本データベースは、特許庁の審決例をAIで解析・要約したものです。拒絶理由通知に対する意見書作成や、審判請求書等の作成時の参考としてお役立てください。

基本情報

審判番号異議2009−900400(T2009−900400/J7)
審判種別異議
結論敗訴(請求棄却)

結論テキスト

登録第5252035号商標の商標登録を維持する。

理由テキスト

1 本件商標

本件登録第5252035号商標(以下、「本件商標」という。)は、「クリスタルピンク」の片仮名文字を標準文字で書してなり、平成20年4月15日に登録出願、第3類「香水,薬用化粧水,薬用クリーム」を指定商品として、同21年4月2日に登録査定、同年7月31日に設定登録されたものである。

2 登録異議申立ての理由について

(1)商標法第3条第1項第3号の該当性について

(ア)「クリスタルピンク」の語は、「澄んだ感じの明るい黄みのピンク」の色調を表す語である(甲第1号証)。

(イ)本類の商品においては、アイシャドウ、口紅、リップグロス、バスソルト等のように化粧品自体が様々な色調を有することは、周知の事実であるが、本件商標の指定商品である「香水」、「薬用化粧水」等においては、化粧品自体ばかりではなく、化粧品を収納した容器自体が着色されていることを特長とする商品も普通に流通しているものである(甲第2号証ないし甲第6号証参照)。

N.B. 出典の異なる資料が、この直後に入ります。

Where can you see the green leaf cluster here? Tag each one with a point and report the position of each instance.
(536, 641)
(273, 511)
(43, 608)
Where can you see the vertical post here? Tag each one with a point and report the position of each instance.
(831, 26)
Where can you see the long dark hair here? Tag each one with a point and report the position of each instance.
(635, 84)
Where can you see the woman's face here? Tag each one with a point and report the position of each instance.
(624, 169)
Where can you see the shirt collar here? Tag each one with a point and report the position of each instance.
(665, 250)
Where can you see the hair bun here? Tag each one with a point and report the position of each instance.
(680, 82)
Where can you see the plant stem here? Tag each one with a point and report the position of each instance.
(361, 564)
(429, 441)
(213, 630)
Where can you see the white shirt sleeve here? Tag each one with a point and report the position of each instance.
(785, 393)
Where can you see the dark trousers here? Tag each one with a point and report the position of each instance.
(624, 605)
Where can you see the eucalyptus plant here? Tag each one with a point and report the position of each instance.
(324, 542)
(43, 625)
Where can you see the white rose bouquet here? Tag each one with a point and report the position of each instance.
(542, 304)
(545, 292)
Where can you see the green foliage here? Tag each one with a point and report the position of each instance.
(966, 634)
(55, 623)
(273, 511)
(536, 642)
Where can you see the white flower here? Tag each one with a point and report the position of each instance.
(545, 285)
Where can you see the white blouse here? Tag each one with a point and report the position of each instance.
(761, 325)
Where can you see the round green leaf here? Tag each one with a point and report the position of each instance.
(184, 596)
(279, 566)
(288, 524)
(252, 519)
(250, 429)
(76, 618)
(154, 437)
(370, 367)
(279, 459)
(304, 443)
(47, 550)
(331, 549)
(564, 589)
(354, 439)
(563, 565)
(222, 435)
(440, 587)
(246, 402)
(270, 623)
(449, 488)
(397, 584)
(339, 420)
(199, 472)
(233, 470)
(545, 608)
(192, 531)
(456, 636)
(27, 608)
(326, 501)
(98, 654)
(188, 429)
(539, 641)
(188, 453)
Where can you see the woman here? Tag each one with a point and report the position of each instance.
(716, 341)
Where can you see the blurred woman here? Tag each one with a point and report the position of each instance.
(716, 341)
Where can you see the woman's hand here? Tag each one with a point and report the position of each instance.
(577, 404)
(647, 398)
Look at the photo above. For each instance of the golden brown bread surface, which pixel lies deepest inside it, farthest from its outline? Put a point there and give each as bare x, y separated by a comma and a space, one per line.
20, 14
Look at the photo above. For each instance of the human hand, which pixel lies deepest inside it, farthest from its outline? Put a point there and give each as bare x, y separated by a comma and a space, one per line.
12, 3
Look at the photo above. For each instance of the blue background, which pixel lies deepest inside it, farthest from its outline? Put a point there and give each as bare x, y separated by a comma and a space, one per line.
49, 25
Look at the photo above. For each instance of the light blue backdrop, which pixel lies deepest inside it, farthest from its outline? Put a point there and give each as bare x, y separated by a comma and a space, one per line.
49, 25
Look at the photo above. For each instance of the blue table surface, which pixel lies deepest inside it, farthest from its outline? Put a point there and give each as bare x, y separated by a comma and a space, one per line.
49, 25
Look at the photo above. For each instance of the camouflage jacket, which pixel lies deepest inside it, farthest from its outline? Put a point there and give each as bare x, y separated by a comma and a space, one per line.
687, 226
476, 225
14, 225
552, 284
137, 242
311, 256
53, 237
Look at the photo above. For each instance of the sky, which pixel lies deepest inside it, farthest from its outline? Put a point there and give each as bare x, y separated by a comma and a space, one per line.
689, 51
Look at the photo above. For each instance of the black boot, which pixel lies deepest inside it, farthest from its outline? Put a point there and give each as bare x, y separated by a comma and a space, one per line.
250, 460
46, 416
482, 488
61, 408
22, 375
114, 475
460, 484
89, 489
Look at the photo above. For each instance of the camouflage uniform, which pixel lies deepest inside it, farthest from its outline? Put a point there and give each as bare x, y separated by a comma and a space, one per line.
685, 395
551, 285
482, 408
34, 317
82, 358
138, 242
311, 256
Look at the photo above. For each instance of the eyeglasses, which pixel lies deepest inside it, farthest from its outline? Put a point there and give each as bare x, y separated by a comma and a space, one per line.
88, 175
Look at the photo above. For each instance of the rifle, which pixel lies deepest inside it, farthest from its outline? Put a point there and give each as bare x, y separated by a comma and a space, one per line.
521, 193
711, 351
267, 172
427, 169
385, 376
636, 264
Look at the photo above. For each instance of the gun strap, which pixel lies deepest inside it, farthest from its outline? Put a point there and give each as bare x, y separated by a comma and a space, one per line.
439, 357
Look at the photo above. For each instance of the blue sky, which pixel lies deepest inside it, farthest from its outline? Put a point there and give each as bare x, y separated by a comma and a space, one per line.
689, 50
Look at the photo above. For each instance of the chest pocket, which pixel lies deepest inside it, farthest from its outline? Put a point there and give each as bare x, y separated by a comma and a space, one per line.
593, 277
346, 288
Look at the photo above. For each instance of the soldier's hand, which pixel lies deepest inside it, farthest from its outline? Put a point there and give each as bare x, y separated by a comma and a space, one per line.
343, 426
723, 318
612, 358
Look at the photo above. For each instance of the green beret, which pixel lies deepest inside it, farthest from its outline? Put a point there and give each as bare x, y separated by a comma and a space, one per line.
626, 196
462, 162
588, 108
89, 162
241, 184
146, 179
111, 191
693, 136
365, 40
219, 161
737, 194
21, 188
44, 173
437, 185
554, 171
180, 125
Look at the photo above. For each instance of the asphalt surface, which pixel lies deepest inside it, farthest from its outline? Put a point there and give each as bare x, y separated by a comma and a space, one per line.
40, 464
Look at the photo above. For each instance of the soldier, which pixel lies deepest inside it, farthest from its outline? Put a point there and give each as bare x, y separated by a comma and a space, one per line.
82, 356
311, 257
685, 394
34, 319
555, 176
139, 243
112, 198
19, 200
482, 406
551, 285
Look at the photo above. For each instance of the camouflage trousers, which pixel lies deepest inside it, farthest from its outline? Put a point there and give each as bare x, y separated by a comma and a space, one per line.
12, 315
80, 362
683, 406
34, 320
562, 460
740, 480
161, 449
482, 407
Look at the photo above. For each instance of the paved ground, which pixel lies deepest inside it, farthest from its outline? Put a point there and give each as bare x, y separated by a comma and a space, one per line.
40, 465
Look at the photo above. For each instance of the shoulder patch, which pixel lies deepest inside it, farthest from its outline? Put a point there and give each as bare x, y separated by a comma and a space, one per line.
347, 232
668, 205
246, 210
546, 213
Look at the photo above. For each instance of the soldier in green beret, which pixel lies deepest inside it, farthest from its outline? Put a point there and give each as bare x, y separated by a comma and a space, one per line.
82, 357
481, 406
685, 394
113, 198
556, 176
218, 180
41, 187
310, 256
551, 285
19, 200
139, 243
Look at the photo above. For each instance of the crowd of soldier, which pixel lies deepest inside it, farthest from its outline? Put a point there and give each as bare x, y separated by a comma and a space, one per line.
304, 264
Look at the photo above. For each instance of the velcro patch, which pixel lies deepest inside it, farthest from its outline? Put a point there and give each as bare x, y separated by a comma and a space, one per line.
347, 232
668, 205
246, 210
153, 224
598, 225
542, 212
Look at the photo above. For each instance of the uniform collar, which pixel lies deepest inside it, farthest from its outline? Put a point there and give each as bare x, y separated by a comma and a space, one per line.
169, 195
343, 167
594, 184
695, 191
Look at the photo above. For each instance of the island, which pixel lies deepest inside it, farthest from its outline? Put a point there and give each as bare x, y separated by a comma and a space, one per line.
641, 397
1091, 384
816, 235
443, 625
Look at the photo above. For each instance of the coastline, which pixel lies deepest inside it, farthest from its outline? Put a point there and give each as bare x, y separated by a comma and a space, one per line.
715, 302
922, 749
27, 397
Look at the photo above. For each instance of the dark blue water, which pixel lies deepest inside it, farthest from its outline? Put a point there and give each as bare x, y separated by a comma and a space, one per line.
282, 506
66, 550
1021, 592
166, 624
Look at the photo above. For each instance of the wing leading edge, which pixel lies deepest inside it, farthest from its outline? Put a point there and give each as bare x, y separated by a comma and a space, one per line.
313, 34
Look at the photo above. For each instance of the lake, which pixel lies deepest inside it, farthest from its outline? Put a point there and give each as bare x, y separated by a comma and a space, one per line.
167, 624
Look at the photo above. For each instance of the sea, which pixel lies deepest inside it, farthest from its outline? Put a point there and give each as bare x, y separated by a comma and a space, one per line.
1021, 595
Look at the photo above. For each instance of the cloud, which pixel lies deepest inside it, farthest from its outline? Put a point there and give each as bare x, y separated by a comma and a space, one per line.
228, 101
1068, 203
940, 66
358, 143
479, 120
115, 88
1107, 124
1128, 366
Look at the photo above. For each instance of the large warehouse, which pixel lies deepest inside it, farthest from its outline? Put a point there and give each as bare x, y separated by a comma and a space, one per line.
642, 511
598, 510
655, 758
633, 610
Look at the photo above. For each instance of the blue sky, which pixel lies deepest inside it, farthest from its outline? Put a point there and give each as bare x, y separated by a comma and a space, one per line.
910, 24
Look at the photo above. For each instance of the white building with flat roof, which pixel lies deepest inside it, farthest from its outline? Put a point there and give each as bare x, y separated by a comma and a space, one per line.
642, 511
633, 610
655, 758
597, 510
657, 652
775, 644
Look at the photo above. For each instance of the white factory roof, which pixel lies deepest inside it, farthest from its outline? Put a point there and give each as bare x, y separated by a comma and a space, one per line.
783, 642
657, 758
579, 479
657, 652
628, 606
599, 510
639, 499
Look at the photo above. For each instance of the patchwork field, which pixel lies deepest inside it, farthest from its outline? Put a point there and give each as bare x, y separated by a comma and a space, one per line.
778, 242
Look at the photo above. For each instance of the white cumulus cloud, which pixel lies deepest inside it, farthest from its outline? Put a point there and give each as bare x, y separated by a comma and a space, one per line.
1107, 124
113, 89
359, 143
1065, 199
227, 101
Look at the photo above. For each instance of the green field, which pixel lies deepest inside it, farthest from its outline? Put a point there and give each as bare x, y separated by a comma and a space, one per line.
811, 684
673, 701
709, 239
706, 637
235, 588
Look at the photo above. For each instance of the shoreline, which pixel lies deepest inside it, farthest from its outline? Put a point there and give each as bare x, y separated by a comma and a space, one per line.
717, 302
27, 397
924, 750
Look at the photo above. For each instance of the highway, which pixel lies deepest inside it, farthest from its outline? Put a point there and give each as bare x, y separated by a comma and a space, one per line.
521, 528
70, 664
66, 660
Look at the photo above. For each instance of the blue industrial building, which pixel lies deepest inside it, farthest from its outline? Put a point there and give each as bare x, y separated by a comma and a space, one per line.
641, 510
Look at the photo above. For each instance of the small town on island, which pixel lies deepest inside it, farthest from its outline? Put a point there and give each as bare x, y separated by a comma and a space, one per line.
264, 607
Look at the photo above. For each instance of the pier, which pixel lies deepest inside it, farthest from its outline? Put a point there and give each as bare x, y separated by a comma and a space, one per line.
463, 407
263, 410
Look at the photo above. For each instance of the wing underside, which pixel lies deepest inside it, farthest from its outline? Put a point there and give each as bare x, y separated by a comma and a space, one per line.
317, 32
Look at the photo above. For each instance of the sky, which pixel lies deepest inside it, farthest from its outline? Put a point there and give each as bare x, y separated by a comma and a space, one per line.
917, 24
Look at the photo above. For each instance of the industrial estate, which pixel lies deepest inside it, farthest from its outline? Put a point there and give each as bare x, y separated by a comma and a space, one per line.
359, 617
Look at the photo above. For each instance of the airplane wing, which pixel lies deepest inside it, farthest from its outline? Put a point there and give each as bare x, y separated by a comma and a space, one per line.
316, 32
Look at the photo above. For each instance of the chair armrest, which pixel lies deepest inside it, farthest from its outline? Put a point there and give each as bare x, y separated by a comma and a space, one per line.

(ウ)したがって、本類の商品においては、「クリスタルピンク」のような色調を表す語は、「化粧品自体がクリスタルピンクの色彩を有する商品」あるいは「クリスタルピンクの容器に収納された商品」を直感させるに過ぎず、いずれにしても「クリスタルピンク色の商品」を直感するものであることは明白なところであるから、本件商標は、商標法第3条第1項第3号に該当する。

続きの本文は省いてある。